Pelatih Persebaya Surbaya, Wolfgang Pikal, merasa timnya diuntungkan harus bermain di Bali untuk menantang Persib Bandung. Duel itu merupakan laga pekan ke-23 Shopee Liga 1 2019 di Stadion Kapten I Wayan Dipta, Gianyar, Jumat (18/10/2019).

Penyebabnya, dukungan bobotoh untuk Persib jelas akan berkurang dibanding saat bermain di Bandung. Malah, jumlah Bonek yang hadir menyaksikan laga ini diprediksi lebih banyak karena jarak Surabaya ke Bali lebih dekat.

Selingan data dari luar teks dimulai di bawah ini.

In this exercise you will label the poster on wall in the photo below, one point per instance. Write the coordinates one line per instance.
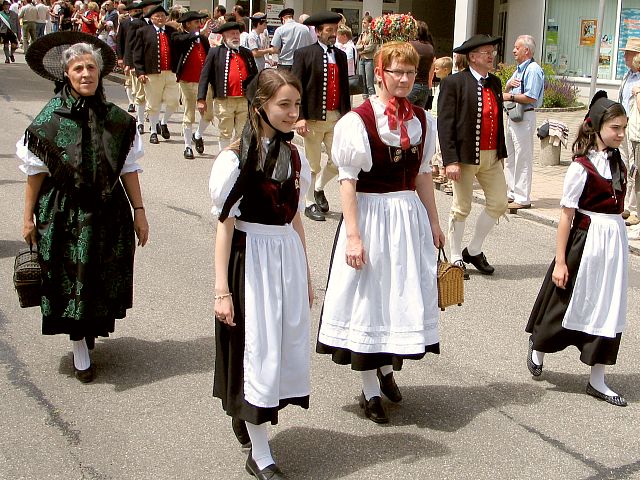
(629, 27)
(588, 32)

“Kalau ditanya pengaruh, saya menilai pemindahan lokasi pertandingan ada sisi positifnya buat kami. Persib tidak akan mendapatkan dukungan dibandingkan di Bandung. Bisa jadi kami lebih banyak mendapat dukungan,” ucap Pikal.

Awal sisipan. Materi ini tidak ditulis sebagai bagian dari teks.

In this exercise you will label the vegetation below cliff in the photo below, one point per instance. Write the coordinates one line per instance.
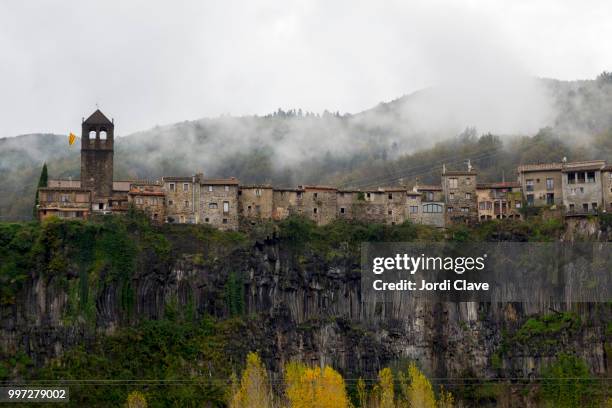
(117, 305)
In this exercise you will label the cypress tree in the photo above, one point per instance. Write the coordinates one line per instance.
(42, 182)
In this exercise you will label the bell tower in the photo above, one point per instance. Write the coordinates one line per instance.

Jumlah Bonek Bali terhitung cukup banyak untuk sebuah kelompok suporter yang mendukung klub luar Pulau Dewata. Biasanya, mereka yang tergabung dalam Bonek Bali merupakan perantauan dari Surabaya dan sekitarnya.

Seperti terjadi sebelumnya, ribuan Bonek, bahkan mencapai belasan ribu, mendatangi Pulau Bali saat Persebaya Surabaya bertanding di pulau tersebut. Sudah dua kali Persebaya bertandang ke markas Bali United itu, Bonek selalu memenuhinya.

Rekor Buruk Persib

Di sisi lain, Persib Bandung memiliki rekor yang tidak apik saat harus bermain di Stadion Kapten I Wayan Dipta, Gianyar. Maung Bandung tercatat sudah empat kali bermain di stadion itu, dan tidak pernah menang.

Rinciannya, masing-masing dua seri dan kalah. Satu kekalahan itu diderita saat berjumpa Persebaya Surabaya dengan skor 1-4 pada musim lalu. Pikal menilai catatan negatif Persib itu tidak bisa membuat timnya menganggap remeh.

“Itu cuma sugesti, namanya lapangannya hijau, saya tidak percaya dengan ini. Kami harus main bagus, dapat sedikit untung, kami bisa berhasil,” ucap pelatih berpaspor Austria tersebut.